Levanté la vista para observar a un grupo de chavales que volvían de campamento. Se oía lo típico de: «Te voy a echar de menos, nos llamamos cada semana, ¿eh?», «Tía, hablamos por guasap y quedamos por lo menos una vez al mes». Esas cosas que todos decimos al terminar un campamento y que sabemos que no vamos a hacer. Y entre abrazo y abrazo, le vi.
Un señor con un sombrero amarillo, cerveza en mano, camisa por dentro y pantalón alto. Bailaba y saludaba a todos mientras hablaba con el señor del kiosko. Al sonreír dejaba ver un colmillo grande. Recuerdo fijarme en él porque yo también tuve ese sombrero, pero en rojo; yo también bailaba, pero en Pamplona y no en Madrid; y también tenía una cerveza en la mano. O igual no, igual era sangría. Pero también parecía un poco loca. [Malditos sanfermines]
Recuerdo reírme al mirarle. Ese tío sí que sabía lo que era pasárselo bien. Al lado de un ventilador que el señor del kiosko había puesto encima de la barra, se movía al compás del cacharro. Dos pasitos a la derecha, dos pasitos a la izquierda. «Aquí pasamos de todo menos calor», parecía decir con su baile.
Los que lo miraron al pasar por su lado probablemente lo tacharon de loco. Fueron pocos, la mayoría iba mirando al móvil. Una señora lo miró bastante raro, pero él sonreía y bailaba al son de una música imaginaria.

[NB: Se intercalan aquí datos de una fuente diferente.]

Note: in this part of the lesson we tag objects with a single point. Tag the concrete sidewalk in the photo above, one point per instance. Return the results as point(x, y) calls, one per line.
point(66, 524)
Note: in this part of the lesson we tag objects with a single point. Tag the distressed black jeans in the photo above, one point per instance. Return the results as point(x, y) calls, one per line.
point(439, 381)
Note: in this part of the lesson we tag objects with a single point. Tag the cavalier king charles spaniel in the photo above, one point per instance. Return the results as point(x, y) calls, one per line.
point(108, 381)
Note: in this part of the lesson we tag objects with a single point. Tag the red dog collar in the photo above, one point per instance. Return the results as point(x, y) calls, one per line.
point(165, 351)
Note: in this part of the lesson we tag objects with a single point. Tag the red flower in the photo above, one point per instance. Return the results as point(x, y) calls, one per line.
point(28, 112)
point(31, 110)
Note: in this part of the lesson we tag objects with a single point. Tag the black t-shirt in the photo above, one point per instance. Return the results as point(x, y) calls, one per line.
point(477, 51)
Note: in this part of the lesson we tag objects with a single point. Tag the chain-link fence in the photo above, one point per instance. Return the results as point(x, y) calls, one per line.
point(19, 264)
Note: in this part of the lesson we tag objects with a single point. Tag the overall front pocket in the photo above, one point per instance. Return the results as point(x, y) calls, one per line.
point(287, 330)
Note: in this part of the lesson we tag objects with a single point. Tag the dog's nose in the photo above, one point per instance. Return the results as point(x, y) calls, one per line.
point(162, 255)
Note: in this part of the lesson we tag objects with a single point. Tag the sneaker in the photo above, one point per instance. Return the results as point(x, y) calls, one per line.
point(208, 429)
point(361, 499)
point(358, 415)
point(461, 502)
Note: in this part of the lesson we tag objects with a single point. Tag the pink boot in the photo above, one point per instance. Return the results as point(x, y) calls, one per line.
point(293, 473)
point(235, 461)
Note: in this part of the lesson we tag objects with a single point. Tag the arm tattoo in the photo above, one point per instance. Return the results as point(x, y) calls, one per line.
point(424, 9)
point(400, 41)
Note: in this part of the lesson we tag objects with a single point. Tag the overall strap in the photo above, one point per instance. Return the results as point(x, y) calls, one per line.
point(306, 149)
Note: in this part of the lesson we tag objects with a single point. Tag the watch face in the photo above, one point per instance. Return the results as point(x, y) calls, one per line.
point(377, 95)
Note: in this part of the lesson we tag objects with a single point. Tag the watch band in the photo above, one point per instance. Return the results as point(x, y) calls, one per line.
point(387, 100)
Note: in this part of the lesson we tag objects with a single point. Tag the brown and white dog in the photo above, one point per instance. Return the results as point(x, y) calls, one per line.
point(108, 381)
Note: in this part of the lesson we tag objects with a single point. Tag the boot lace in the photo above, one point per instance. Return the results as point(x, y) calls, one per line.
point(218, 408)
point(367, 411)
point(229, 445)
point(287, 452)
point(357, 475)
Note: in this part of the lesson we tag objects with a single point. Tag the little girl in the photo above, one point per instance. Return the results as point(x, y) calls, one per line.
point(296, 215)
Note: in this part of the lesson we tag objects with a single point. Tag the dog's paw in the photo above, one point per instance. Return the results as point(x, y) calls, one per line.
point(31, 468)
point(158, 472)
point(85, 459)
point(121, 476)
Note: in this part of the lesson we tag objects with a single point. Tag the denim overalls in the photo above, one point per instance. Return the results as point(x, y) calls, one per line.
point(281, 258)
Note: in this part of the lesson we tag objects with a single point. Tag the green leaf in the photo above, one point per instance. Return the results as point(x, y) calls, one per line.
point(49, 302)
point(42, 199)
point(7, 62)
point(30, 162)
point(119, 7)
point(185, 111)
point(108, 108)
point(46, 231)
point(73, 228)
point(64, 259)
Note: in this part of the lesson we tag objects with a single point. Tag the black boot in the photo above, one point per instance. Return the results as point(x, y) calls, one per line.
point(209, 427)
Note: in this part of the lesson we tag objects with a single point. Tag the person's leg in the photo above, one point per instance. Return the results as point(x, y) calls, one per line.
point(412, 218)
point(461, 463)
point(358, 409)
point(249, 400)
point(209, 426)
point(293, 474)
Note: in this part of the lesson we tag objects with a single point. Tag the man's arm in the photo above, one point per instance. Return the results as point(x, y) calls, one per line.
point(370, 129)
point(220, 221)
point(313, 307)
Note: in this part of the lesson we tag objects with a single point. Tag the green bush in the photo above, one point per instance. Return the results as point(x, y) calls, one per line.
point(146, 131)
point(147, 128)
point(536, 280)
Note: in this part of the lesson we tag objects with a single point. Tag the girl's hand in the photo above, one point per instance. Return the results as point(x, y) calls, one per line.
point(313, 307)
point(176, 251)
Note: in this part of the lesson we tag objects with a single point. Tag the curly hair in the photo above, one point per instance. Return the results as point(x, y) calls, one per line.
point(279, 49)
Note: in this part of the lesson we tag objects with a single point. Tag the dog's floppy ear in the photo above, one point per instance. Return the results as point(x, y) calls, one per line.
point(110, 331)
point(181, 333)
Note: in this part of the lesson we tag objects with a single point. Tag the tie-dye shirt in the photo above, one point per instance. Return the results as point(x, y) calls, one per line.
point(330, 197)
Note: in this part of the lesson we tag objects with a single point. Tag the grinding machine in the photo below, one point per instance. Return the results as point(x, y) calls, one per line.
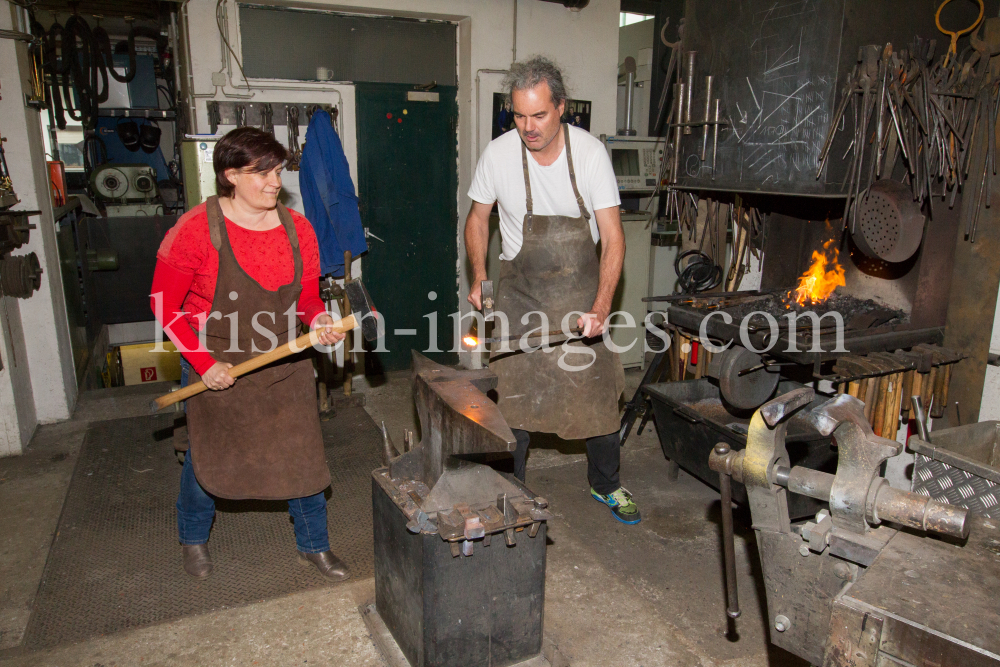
point(860, 584)
point(459, 547)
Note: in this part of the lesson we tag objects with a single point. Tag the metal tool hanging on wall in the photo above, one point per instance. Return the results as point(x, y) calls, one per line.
point(918, 120)
point(292, 122)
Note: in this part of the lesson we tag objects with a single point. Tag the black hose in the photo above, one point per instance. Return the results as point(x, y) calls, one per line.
point(700, 274)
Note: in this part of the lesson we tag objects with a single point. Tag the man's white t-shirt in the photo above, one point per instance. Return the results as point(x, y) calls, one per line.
point(500, 178)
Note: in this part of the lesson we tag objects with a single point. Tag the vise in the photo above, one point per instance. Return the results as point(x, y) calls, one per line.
point(459, 548)
point(845, 589)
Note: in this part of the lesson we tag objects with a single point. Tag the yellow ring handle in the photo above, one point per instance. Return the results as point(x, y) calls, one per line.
point(955, 35)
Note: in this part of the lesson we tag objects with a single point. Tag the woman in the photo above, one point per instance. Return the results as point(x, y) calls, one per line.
point(232, 275)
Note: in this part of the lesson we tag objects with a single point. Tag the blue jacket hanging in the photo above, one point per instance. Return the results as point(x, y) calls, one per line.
point(329, 197)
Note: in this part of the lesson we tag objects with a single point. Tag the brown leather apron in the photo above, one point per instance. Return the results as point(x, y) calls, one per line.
point(556, 272)
point(261, 437)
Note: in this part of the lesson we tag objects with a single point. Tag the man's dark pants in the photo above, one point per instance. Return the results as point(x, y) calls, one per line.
point(603, 460)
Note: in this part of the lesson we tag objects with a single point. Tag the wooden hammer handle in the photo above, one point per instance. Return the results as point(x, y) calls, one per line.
point(301, 343)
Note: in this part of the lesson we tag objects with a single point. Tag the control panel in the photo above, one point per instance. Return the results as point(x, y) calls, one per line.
point(636, 160)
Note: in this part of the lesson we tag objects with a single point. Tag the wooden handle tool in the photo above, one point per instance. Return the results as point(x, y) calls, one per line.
point(301, 343)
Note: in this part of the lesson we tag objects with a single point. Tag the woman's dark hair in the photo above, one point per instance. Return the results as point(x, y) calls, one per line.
point(245, 147)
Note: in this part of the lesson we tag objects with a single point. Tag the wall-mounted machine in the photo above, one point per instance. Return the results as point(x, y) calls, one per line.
point(199, 172)
point(126, 189)
point(636, 161)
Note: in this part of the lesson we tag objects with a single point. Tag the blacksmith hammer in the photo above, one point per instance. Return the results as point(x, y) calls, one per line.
point(363, 315)
point(486, 288)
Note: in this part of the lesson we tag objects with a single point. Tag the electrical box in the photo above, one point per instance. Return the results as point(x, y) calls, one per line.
point(141, 363)
point(636, 161)
point(199, 170)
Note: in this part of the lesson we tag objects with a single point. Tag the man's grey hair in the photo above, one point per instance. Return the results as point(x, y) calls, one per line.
point(529, 73)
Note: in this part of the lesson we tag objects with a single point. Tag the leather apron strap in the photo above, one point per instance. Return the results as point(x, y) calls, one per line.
point(584, 213)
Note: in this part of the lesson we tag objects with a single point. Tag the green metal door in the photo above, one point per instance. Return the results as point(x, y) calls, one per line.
point(408, 189)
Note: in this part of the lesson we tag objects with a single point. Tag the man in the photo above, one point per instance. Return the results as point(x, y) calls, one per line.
point(557, 197)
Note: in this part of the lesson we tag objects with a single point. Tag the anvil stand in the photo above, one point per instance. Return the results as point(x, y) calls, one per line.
point(459, 548)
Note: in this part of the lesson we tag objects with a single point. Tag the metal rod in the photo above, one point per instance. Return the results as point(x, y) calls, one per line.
point(689, 90)
point(708, 111)
point(629, 95)
point(679, 94)
point(348, 340)
point(715, 140)
point(920, 418)
point(728, 538)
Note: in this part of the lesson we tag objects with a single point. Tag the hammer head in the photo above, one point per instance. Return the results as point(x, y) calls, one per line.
point(363, 309)
point(487, 296)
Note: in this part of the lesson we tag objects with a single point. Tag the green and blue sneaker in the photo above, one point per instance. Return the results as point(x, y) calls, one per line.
point(622, 507)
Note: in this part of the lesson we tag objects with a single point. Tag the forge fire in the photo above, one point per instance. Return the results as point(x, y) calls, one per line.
point(823, 276)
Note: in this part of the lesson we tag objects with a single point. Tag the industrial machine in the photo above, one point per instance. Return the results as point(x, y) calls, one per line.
point(126, 189)
point(459, 548)
point(19, 276)
point(199, 174)
point(845, 589)
point(636, 161)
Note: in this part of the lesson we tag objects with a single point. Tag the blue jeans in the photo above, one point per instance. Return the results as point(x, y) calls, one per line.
point(196, 509)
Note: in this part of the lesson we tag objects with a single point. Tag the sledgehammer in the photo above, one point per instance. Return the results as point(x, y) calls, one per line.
point(364, 315)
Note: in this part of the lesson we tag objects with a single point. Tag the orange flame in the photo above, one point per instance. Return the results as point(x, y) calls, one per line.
point(818, 282)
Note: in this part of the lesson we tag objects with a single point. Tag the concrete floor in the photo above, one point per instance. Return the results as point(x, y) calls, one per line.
point(644, 595)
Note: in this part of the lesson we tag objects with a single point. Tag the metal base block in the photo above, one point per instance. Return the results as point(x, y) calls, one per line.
point(481, 609)
point(393, 656)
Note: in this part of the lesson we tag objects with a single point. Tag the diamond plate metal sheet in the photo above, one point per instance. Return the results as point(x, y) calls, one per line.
point(949, 484)
point(115, 563)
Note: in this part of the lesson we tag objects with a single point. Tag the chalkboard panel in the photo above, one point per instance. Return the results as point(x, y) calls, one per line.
point(775, 68)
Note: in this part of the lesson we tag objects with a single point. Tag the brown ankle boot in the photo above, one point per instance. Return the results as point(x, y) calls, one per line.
point(328, 565)
point(197, 561)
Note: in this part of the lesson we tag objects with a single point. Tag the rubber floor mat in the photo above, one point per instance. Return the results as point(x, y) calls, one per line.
point(115, 562)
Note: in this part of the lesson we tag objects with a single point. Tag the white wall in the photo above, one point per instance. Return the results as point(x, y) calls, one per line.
point(38, 382)
point(990, 407)
point(584, 43)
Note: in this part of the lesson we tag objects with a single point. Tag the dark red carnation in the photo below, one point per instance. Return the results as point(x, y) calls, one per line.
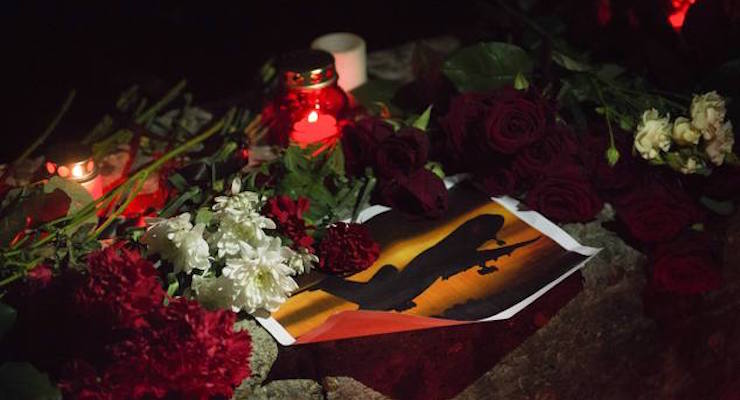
point(565, 196)
point(347, 248)
point(288, 216)
point(402, 153)
point(557, 146)
point(422, 193)
point(656, 213)
point(514, 120)
point(685, 266)
point(188, 353)
point(498, 182)
point(107, 334)
point(359, 142)
point(120, 287)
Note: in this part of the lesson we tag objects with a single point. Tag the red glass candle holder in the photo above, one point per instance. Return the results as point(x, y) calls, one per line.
point(309, 105)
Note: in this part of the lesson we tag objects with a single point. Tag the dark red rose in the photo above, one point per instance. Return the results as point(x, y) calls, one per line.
point(288, 216)
point(559, 145)
point(514, 120)
point(685, 266)
point(402, 153)
point(656, 212)
point(462, 124)
point(422, 193)
point(498, 182)
point(347, 248)
point(565, 196)
point(359, 142)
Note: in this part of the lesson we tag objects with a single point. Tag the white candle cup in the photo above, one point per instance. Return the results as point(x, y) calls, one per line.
point(349, 54)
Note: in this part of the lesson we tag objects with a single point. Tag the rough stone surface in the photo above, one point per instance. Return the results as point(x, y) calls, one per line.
point(264, 353)
point(342, 387)
point(292, 389)
point(602, 346)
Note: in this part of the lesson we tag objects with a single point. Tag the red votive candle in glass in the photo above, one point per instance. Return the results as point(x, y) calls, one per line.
point(309, 105)
point(75, 162)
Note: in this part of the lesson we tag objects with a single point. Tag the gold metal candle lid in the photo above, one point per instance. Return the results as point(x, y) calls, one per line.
point(307, 69)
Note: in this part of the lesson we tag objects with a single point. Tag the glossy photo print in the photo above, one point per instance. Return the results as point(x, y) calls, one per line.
point(481, 261)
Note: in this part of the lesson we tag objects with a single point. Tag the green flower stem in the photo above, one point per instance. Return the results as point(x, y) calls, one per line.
point(19, 274)
point(606, 112)
point(89, 211)
point(132, 194)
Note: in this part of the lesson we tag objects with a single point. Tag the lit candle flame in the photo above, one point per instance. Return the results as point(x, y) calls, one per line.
point(313, 116)
point(77, 171)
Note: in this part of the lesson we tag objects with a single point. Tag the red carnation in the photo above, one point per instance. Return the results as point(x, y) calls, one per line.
point(347, 248)
point(121, 286)
point(565, 196)
point(685, 266)
point(288, 216)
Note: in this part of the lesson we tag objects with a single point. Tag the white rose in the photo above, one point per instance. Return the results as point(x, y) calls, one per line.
point(684, 133)
point(708, 113)
point(653, 134)
point(719, 147)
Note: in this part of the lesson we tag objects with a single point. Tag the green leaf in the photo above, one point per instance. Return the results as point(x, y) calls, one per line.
point(335, 161)
point(7, 318)
point(487, 66)
point(423, 121)
point(717, 206)
point(21, 381)
point(77, 193)
point(436, 169)
point(569, 63)
point(203, 216)
point(377, 91)
point(173, 284)
point(612, 156)
point(520, 82)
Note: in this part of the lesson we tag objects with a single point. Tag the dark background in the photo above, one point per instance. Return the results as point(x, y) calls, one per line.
point(100, 48)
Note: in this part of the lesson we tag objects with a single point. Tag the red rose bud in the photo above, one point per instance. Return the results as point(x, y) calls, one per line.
point(347, 248)
point(421, 194)
point(514, 120)
point(656, 213)
point(402, 153)
point(565, 196)
point(685, 266)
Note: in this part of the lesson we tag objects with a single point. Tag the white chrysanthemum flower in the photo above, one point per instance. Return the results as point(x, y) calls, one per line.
point(191, 250)
point(156, 237)
point(214, 293)
point(260, 277)
point(708, 113)
point(719, 147)
point(684, 133)
point(300, 261)
point(235, 232)
point(653, 134)
point(238, 204)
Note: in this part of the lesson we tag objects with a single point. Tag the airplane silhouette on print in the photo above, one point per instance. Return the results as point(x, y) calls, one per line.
point(391, 289)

Volví a mi bocadillo. Tarea de riesgo. Se me cayó un trozo de tortilla enorme. Fue doloroso. Como cuando pierdes una posesión valiosa. Vale, llevaba muchas horas sin comer. Y las que me quedaban.
Noté una sombra acercándose a mí. Era el tipo del sombrero amarillo. Me sonrío y me alargó una mano con una botella de agua fría.
-Tome muchacha, la va a necesitar.
-No gracias, ya tengo una.
-Tomela-insistió-, es un regalo. Hace calor, está sola y ese bocadillo es muy grande.
Me volvió a sonreír y se fue bailando mientras yo le daba las gracias. Me entraron ganas de reír y de ponerme a bailar a mí también. No por el agua, que ya tenía, ni porque llevase demasiadas horas al sol, sino porque una vez más, el que parecía loco, al que mirábamos raro, nos demostró que con pequeños gestos, el mundo es un lugar más bonito. Ese señor no me conocía de nada pero pensó que, quizá, un vaso de agua fría me haría más fácil la espera.
Pasó el rato y el blabla car que esperaba no llegaba. Noté que alguien me miraba. El tipo del sombrero. Otra vez. Ahora un poco más lejos. El semáforo del paso de cebra estaba verde pero él esperó a que le mirase. Inclinó un poco la cabeza, se quitó el sombrero y me dijo adiós.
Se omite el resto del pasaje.